Figure 4. Formation of neutrophil extracellular traps.

(a) LPS-induced platelet adhesion to neutrophils resulted in NET formation. Representative image of neutrophils visualized by white light through an orange filter using dark-field illumination and fluorescence microscopy with SYTOX Green to stain extracellular DNA green. Scale bar, 10 μm. (b) Various mechanisms of NET release have been observed. (i) NETs can be released through a vesicular mechanism^,. Initially, the neutrophils become rounded with uniformly condensed chromatin and then undergo nuclear envelope breakdown. Within these cells, small vesicles containing DNA can be seen in the cytoplasm near the plasma membrane. The DNA-containing vesicles eventually fuse with the plasma membrane, and NETs are released to trap bacteria. (ii) NETs can also be released through cell lysis, and this typically takes longer than the vesicular-mediated mechanism^,,,. The nuclear envelope is degraded, and chromatin decondensation occurs because of PAD4-mediated citrullination of histones. (iii) NET release by mitochondria has also been observed, in one study, although the steps of this process remain poorly characterized.

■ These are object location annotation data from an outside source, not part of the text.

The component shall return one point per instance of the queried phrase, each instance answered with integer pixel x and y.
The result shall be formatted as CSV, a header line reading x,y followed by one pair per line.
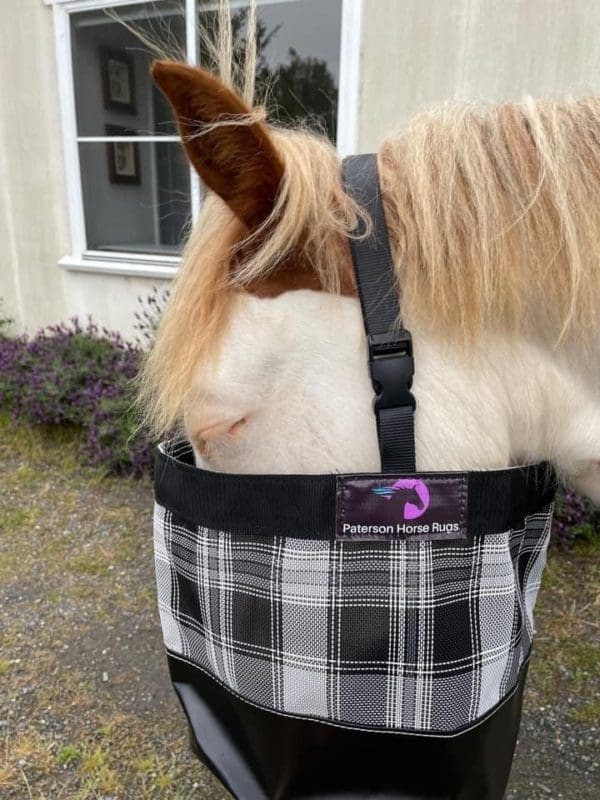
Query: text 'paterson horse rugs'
x,y
423,509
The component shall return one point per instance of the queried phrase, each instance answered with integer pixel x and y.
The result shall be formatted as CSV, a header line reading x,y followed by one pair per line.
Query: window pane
x,y
136,196
110,68
300,44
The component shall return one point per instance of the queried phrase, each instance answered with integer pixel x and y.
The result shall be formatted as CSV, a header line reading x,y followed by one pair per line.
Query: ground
x,y
86,709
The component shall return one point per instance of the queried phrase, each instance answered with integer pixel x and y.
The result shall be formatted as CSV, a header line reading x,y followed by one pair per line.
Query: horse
x,y
493,214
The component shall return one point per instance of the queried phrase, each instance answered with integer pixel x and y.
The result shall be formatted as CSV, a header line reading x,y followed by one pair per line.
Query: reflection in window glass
x,y
135,196
299,61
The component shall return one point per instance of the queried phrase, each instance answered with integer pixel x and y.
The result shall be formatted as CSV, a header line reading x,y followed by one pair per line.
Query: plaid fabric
x,y
411,636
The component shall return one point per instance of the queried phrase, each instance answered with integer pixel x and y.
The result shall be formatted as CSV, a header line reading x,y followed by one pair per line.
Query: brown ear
x,y
238,162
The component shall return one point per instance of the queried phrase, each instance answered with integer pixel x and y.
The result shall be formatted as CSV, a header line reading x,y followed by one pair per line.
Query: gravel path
x,y
86,709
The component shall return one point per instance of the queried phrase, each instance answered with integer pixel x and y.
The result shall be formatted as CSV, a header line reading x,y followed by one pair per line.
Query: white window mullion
x,y
349,88
66,87
191,48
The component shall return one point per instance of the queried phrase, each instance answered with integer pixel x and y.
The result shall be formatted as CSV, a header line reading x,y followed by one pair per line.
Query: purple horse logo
x,y
416,487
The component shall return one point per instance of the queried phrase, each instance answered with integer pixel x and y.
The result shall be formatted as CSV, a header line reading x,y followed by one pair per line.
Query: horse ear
x,y
238,162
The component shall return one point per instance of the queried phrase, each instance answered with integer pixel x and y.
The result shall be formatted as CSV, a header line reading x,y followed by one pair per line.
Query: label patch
x,y
412,507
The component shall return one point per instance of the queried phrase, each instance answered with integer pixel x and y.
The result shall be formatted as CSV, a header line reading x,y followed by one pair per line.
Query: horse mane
x,y
492,211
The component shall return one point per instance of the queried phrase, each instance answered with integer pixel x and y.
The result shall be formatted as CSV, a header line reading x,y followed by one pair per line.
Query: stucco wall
x,y
417,53
414,53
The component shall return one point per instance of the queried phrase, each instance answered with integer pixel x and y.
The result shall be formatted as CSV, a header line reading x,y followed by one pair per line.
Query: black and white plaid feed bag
x,y
310,620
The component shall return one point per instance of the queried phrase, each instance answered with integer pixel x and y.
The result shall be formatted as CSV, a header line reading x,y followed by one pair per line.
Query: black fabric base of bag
x,y
261,755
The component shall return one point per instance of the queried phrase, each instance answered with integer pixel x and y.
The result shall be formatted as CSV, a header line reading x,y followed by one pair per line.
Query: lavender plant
x,y
148,315
69,374
574,518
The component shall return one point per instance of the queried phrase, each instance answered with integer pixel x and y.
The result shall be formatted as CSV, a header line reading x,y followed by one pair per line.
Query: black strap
x,y
390,346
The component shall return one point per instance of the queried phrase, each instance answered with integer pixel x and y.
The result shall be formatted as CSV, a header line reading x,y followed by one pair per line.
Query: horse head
x,y
494,220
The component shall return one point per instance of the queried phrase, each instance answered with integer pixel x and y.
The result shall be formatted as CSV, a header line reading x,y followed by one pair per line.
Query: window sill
x,y
123,264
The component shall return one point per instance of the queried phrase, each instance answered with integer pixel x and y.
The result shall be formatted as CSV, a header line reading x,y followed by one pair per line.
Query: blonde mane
x,y
493,212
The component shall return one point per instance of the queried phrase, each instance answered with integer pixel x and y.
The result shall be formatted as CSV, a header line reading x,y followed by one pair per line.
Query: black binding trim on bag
x,y
303,506
182,669
391,363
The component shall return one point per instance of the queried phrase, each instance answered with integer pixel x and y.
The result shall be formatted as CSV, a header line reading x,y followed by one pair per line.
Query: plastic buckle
x,y
392,368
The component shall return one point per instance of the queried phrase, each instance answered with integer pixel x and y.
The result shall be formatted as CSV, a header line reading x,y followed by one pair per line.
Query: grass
x,y
88,711
76,570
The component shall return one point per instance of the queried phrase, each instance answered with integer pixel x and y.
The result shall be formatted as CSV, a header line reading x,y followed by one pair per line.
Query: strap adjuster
x,y
392,368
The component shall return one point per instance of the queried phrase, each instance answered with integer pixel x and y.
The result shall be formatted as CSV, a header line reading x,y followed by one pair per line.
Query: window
x,y
131,192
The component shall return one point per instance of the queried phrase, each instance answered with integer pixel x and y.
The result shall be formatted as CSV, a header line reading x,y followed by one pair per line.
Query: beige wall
x,y
417,53
33,217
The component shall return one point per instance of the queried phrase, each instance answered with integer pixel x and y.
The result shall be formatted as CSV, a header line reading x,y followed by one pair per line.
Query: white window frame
x,y
143,265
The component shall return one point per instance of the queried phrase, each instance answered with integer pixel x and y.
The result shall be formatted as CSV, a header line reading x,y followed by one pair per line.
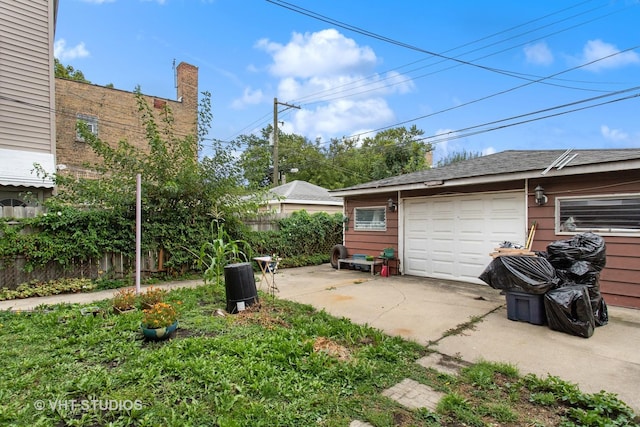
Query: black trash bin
x,y
240,286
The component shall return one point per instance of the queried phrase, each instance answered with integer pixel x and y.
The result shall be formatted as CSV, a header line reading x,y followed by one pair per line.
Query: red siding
x,y
371,242
620,279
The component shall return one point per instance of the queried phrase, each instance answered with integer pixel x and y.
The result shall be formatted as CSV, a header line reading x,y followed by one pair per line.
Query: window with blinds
x,y
604,214
371,219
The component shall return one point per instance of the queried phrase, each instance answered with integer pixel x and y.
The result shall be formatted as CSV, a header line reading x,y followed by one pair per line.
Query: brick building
x,y
113,115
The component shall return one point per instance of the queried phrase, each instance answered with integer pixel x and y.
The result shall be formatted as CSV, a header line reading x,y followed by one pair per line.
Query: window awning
x,y
17,168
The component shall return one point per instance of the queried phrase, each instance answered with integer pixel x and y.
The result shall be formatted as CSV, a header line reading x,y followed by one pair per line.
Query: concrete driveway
x,y
428,311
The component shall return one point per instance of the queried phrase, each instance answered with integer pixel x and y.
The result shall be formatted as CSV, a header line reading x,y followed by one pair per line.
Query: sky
x,y
475,76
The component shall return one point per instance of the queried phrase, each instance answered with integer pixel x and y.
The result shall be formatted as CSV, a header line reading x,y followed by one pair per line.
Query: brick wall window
x,y
91,122
371,219
611,214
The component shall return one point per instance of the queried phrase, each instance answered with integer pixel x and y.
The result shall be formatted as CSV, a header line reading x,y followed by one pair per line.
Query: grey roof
x,y
302,191
500,166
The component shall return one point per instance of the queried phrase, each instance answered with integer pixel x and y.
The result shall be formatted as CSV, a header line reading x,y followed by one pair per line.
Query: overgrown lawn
x,y
276,364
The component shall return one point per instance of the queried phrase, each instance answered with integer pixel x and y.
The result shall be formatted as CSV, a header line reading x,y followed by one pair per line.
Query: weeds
x,y
281,363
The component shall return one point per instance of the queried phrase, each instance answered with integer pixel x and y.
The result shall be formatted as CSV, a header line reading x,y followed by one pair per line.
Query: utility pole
x,y
275,136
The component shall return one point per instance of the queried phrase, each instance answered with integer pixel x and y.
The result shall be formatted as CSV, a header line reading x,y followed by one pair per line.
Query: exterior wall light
x,y
541,199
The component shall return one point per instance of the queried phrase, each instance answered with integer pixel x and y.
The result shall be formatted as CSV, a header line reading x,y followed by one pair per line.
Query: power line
x,y
530,78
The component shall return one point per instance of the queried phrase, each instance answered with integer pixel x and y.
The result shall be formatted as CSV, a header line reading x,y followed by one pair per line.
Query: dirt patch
x,y
333,349
338,298
265,315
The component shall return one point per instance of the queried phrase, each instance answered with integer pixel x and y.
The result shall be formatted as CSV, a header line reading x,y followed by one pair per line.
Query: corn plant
x,y
219,251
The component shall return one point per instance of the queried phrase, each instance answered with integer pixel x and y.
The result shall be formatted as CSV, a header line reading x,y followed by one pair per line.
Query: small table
x,y
385,261
361,262
268,265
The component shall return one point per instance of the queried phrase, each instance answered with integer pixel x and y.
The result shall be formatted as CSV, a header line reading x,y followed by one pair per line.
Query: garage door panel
x,y
451,237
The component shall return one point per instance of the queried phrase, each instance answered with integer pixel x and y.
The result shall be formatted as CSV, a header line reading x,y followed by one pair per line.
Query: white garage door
x,y
451,237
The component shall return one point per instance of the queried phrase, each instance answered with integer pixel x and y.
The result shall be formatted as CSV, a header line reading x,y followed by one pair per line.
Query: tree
x,y
389,153
345,162
294,152
68,72
458,157
180,195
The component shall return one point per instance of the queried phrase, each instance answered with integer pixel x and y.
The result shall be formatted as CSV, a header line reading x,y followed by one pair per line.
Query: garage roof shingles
x,y
505,162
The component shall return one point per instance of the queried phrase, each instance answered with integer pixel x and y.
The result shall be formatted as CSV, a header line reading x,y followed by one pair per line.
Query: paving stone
x,y
414,395
442,363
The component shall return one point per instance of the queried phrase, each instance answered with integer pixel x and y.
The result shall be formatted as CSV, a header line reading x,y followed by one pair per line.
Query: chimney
x,y
428,159
187,84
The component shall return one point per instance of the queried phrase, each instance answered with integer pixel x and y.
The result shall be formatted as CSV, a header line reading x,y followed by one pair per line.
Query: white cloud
x,y
596,49
538,54
488,150
615,135
339,118
325,53
64,53
336,77
249,97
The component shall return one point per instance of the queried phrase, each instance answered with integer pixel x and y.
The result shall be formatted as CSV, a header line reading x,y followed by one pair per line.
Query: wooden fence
x,y
265,223
115,266
20,211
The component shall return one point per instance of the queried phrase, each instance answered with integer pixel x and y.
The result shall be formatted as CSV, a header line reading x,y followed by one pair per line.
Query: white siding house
x,y
27,98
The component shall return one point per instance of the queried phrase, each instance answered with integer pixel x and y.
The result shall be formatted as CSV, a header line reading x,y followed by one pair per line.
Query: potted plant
x,y
152,296
159,321
124,300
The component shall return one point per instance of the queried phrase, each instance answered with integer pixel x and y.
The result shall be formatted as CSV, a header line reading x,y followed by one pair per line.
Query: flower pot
x,y
158,334
118,310
92,311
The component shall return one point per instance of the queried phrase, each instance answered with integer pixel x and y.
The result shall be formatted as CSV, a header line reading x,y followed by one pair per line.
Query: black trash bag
x,y
587,247
497,276
569,310
590,279
532,275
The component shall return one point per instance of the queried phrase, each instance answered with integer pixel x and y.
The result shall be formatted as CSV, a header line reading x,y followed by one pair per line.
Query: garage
x,y
450,237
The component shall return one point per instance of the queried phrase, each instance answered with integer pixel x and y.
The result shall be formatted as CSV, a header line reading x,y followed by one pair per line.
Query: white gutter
x,y
491,179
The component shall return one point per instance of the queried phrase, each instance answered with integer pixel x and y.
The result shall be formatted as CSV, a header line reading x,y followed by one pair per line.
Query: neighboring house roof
x,y
302,192
505,166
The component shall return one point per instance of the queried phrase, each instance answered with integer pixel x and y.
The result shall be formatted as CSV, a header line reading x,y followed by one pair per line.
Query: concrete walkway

Figure 5. Platelet-neutrophil interactions within the liver vasculature during endotoxemia.

(a) Intravital spinning-disk confocal visualization of neutrophils (blue) and platelets (red) in liver sinusoids in healthy (left) and endotoxemic (right) mice. Although no neutrophil-platelet interactions were detected in healthy mice (left), a notable difference was observed in endotoxemic mice, in which neutrophil-platelet interactions were very common within the liver vasculature (colocalization of red and blue, right). Scale bar, 25 μm. (b) Schematic showing the various cell-surface molecules on platelets and neutrophils. TLR4 expression by the platelet has been shown to be important for neutrophil activation in response to LPS. JAM-A and JAM-C expressed by platelets interact with neutrophil integrins CD11a-CD18 and CD11b-CD18, respectively. Interactions between platelets can also stimulate NET release from neutrophils.